Fred Voccola can sum up the ransomware strike that shut down Kaseya’s VSA remote monitoring and management solution last summer in two predictable and entirely understandable words.
“It sucked,” said Voccola, Kaseya’s CEO, in a keynote this morning at the company’s ConnectIT event in Las Vegas. “It sucked for everybody in this room who is using our RMM.”
For those users, the incident sucked because it left them without a critical tool for over a week. For Kaseya itself, the $12 to $14 million hit on the company’s bottom line only begins to describe why it sucked.
“It’s embarrassing,” Voccola told his audience this morning. “It’s our job to figure out how to live up to our commitments and we let this group down, and we take that very seriously.”
That said, Voccola continued, Kaseya can take at least some pride in the way it handled the crisis. For one, just 56 of its roughly 37,000 customers had their data encrypted.
“That’s 56 too many,” Voccola said, “but there’s only 56.” None of those organizations had any data exfiltrated either, he noted
Kaseya also acquired a decryption key for the attack and distributed it immediately, Voccola added. Contradicting media reports from earlier this year, Voccola insisted that Kaseya didn’t give REvil, the cybercrime organization responsible for the VSA attack, money in exchange for that key.
“Kaseya didn’t pay a dime of ransom,” Voccola said. “That’s a fact.”
Voccola declined to specify who supplied the decryption key, but suggested it was a third party using sophisticated techniques. It was that organization’s eagerness to hide those techniques from threat actors that explains the non-disclosure agreement Kaseya made MSPs sign before receiving the key, he added.
The VSA breach, Voccola observed, is just one manifestation of a larger phenomenon impacting huge numbers of people at accelerating rates. Indeed, 64% of U.S. IT decision makers surveyed by security vendor ThycoticCentrify for a research study published yesterday have been hit by ransomware in the last 12 months. Global damages from ransomware will total $20 billion this year, according to Cybersecurity Ventures, and reach $265 billion by 2031.
“This is an existential threat to our way of life, and it’s been amplified substantially over the last 18 months,” Voccola said today.
Overwhelmed law enforcement agencies, insufficient spending on cybercrime-fighting efforts, and easy access to “anonymous currencies” like Bitcoin ensure that attacks on RMM makers and other high-profile targets will continue, he added, as do the light penalties cybercriminals pay.
“Relative to the amount of financial gain you can make, it’s a slap on the wrist,” Voccola said.

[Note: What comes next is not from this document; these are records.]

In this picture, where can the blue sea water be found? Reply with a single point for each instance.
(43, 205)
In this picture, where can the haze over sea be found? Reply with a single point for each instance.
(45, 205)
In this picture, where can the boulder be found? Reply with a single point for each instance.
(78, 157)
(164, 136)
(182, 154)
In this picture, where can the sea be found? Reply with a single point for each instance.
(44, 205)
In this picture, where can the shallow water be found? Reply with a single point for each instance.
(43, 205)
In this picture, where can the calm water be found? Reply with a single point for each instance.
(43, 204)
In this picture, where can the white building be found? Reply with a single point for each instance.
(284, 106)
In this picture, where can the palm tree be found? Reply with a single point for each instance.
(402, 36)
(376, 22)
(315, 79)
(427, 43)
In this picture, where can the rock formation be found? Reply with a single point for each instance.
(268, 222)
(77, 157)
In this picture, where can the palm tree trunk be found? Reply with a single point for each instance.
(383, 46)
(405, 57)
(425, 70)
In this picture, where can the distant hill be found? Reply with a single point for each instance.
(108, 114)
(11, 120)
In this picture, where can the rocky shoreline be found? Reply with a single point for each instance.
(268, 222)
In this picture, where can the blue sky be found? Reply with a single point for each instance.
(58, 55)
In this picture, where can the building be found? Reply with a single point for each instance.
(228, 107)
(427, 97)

VSA emerged from the July incident more secure than before thanks to the extensive scrutiny it’s received from security researchers, according to Mike Puglia, Kaseya’s chief customer marketing officer, in a ConnectIT keynote.
“It has had a lot of eyes on it, for better or worse,” he said. “We’ve made a lot of improvements and I feel extremely confident that nobody else has undergone [more] interrogation by people over the last three months.”
Kaseya plans to invest heavily in efforts to prevent additional incidents in the future, Voccola emphasized.
“We spent a ton of money and resource and effort on our security posture before this happened. Clearly it wasn’t good enough,” he said. “My biggest lesson, and our biggest lesson as Kaseya, is we can’t wait to adjust. You have to always be a step ahead.”
To oversee those efforts, Kaseya has appointed Jason Manar its new chief information security officer, the company announced yesterday. Most recently assistant special agent in charge of cyber, counterintelligence, and intelligence operations for the FBI, Manar was part of the response team assigned by the federal government to the VSA attack.
In addition to being an enormous threat, cybercrime is a major revenue opportunity. Global spending on cybersecurity by SMBs worldwide will rise at a 10% CAGR from $57 billion last year to $90 billion in 2025, according to Analysys Mason. Security products, moreover, already account for about $250 million of the roughly $400 million in annual recurring revenue Kaseya currently collects.